First, the change in course offerings reflect where UVM puts its money. The first two lines are the number of CHEMistry and Natural Resources class offered at UVM.

uvm-offering

One should be careful about interpreting those numbers at face values. Here, when we are talking about courses, we make no distinctions between course types; in Chemistry, many labs are considered class, from the registrar point of view. By focusing on subset of courses that we know have homogenous class types, it is easier to ask specific questions. Below, we were interested in how the English major and the social sciences are doing compared to field of studies such as Computer Science and Business and Administration

uvm-offering2

Once again, this is all exploratory. But here are a few things we think we know about higher-education in the US. The humanities, epitomized by the English major, is thought to be suffering the most from current economic status and shift in values. Whereas the English major used to be the gatekeeping of American intellectualism, valued by most, this is now a bit ridiculed because the major cannot get you a job. That is, (part of) society went from intrinsic valuation of the humanities to a more pragmatic focus, entangled with consideration of productivity.

Once again, take the following with a grain of salt.
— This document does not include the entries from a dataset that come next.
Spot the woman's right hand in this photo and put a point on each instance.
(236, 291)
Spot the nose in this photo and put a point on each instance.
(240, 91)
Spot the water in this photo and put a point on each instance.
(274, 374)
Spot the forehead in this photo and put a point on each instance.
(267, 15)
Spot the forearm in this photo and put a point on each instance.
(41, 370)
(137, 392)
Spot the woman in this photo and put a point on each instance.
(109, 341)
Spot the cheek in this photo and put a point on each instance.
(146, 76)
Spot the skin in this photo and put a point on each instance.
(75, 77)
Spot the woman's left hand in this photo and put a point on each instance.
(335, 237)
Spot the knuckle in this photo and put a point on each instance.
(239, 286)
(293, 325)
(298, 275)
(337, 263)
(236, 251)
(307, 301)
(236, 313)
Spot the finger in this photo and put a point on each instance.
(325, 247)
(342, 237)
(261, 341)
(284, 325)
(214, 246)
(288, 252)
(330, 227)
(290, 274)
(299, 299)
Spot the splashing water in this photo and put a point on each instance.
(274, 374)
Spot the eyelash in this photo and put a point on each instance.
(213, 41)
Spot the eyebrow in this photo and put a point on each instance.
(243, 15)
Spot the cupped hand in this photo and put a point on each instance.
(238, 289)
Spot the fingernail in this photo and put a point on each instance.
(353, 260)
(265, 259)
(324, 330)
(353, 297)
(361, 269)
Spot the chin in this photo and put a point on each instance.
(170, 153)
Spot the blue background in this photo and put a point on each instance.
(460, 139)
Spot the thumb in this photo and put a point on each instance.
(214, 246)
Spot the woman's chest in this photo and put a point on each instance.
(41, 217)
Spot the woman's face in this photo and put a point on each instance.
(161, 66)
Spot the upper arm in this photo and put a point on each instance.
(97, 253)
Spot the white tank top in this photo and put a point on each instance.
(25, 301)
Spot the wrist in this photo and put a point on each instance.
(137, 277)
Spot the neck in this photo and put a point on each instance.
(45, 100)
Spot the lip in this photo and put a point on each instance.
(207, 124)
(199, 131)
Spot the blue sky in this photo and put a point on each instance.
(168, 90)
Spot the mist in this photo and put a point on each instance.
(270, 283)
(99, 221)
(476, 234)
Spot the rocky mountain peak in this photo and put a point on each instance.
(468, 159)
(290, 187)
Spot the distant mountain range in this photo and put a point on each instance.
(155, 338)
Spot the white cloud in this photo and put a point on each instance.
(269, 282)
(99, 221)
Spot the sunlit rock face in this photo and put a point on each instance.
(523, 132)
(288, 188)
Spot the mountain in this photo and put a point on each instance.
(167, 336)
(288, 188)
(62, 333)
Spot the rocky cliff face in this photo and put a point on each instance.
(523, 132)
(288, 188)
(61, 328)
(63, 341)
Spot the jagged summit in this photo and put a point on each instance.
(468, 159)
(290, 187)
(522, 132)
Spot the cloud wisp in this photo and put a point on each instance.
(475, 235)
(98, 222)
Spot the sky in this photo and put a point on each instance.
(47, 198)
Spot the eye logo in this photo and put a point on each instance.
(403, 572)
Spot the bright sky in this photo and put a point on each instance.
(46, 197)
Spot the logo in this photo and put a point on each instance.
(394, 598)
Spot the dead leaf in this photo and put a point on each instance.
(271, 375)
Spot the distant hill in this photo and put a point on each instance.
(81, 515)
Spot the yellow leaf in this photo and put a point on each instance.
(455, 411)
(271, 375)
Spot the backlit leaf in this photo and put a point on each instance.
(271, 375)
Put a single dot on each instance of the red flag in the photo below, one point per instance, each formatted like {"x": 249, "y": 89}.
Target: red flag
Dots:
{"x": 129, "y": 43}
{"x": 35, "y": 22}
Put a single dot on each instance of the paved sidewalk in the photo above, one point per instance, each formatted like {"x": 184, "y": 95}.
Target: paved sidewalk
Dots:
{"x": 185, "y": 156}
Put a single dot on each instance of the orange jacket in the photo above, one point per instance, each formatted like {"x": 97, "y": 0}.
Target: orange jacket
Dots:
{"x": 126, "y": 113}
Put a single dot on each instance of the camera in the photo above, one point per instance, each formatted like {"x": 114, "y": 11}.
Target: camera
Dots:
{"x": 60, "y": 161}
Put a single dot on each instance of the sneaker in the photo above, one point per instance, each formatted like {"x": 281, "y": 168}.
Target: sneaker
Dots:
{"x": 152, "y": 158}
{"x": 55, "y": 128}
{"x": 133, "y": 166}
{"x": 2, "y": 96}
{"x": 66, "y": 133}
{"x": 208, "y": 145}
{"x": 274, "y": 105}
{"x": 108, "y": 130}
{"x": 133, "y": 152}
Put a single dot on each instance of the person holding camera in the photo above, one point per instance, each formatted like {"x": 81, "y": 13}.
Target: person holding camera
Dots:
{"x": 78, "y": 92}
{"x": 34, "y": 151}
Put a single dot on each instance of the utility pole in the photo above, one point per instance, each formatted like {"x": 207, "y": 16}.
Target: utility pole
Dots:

But there is an irony that the 2008 economic crisis brought down raw number of course offering in English, but at the same time Business and Administration went up by quite a margin. The irony lies in that the 2008 crisis was partly caused by a narrow focus on creating fast algorithms in finance that can sell and buy shares at unprecedented timescales. It feels that having more diversified course offering could help protecting ourselves from narrow focus, but perhaps the opposite might be happening.

There is much more to be said about all of that. I love that topic because I bring myself to think about how society and academia are deeply entangled. Although I love science, academia is the institution driving knowledge discovery. It is fundamentally subject to how society feels about it; how future generations perceive it.

Here, we briefly looked at course offering. But what if those courses were empty? To really dig into more serious questions, it would be nice to know how many students are enrolled in those classes. To UVM’s credit, they share that data in a nice way.